The Loire is France’s longest river and the last wild river in Europe. On its meandering 629-mile path
from its headwaters in the Massif Central to its mouth on the Atlantic Coast, the Loire River nurtures a
number of distinct wine regions that defy easy categorization.

The most notable appellations exist in a nearly unbroken chain from Pays Nantais on the Atlantic
Coast to the Central Vineyards of the Upper Loire, which stand at the exact geographical center of
France. The Loire Valley, or Jardin de la France, is a patchwork of agriculture, history, and natural
beauty. It was designated a World Heritage Site in 2000.

Winemaking in the Loire dates to at least the first century CE. Viticulture in Touraine was chronicled in
the sixth century, and Chenin Blanc may have appeared by 845 just south of Angers, although
conclusive evidence of the grape's presence in the Loire Valley does not arrive until the 16th century.
Cabernet Franc also has a long history in the region. Despite its Basque origin, Cabernet Franc's long
migration to Loire vineyards was confirmed by the French writer François Rabelais in a 1534
publication, and it may have arrived in the region as early as the 11th century. Loire wines have always
been an important commodity in the cafes of Paris, and they were exported via Nantes to England by
the 11th century. The wines of Sancerre, Anjou, and Saint-Pourçain succeeded each other in national
repute during the High and Late Middle Ages, when the Loire Valley was the focus of French society.
This focus shifted with King Louis XIV’s coronation at Reims and his development of Versailles. The
Previewing
pastoral Staged Changes
Loire Valley faded from view as the Industrial Age blossomed and swifter transit brought new
wines to Paris. Crippled by phylloxera in the 1880s and supplanted by the wines of Bordeaux and
others, the Loire Valley was almost forgotten as a viticultural region.
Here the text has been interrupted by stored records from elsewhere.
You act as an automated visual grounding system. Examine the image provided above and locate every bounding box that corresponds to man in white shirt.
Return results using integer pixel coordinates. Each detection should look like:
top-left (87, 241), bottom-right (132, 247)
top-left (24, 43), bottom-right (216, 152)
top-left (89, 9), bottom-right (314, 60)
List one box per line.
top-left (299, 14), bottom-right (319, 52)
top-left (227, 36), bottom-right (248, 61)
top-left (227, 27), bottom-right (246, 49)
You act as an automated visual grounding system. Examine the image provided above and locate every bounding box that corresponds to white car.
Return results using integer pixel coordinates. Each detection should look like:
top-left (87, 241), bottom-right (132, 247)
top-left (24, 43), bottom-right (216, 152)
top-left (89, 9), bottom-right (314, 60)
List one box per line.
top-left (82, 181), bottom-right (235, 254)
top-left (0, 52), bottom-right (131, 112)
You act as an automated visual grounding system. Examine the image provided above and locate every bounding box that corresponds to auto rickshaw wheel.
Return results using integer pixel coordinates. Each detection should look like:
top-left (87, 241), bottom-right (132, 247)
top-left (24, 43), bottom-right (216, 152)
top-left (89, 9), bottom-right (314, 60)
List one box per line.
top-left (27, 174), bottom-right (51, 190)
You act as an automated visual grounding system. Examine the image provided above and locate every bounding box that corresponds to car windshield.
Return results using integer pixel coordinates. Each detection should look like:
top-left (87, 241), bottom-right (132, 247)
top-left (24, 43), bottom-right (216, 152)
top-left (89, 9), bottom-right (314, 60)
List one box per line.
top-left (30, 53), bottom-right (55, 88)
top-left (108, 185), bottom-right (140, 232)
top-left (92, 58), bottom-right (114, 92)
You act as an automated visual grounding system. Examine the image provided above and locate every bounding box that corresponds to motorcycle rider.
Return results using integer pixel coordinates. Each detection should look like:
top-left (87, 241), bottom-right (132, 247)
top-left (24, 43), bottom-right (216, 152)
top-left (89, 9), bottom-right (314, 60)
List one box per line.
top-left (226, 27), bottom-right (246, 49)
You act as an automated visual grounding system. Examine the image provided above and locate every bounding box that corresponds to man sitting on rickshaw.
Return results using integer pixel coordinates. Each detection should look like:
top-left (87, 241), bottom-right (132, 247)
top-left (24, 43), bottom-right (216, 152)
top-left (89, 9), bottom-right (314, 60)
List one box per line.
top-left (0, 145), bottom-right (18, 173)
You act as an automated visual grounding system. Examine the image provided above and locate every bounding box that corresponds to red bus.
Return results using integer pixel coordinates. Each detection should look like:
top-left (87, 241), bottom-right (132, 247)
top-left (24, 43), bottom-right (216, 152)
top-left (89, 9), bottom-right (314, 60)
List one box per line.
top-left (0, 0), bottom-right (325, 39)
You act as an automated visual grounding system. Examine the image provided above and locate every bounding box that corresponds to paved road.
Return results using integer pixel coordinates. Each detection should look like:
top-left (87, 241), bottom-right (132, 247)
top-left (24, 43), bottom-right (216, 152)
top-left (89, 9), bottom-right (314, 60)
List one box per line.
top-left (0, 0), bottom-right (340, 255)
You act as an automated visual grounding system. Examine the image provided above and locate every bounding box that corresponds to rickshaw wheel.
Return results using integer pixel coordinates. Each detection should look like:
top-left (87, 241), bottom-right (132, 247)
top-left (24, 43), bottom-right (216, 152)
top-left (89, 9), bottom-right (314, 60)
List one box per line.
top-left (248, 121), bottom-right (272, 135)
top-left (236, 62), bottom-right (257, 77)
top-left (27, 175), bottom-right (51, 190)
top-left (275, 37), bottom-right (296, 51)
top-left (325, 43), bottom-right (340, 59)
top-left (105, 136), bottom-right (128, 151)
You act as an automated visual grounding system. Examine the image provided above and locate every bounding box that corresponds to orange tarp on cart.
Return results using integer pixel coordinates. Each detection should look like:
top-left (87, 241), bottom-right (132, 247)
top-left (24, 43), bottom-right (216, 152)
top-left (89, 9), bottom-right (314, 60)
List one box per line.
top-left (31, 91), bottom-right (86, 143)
As wine enthusiasts are gradually
learning, the Loire today offers an incredible range of food-friendly wines, typically lighter in style but
remarkable for their honesty and charm.

The Loire Valley produces more white wine than any other French region and is second only to
Champagne in sparkling wine production. Chenin Blanc, Sauvignon Blanc, and Melon de Bourgogne
are the classic white varietals for Loire wines. In addition, a host of secondary white regional and
international grapes can be found throughout the valley, including Chardonnay, Orbois (Arbois/Menu
Pineau), Romorantin, Gros Plant (Folle Blanche), and Chasselas.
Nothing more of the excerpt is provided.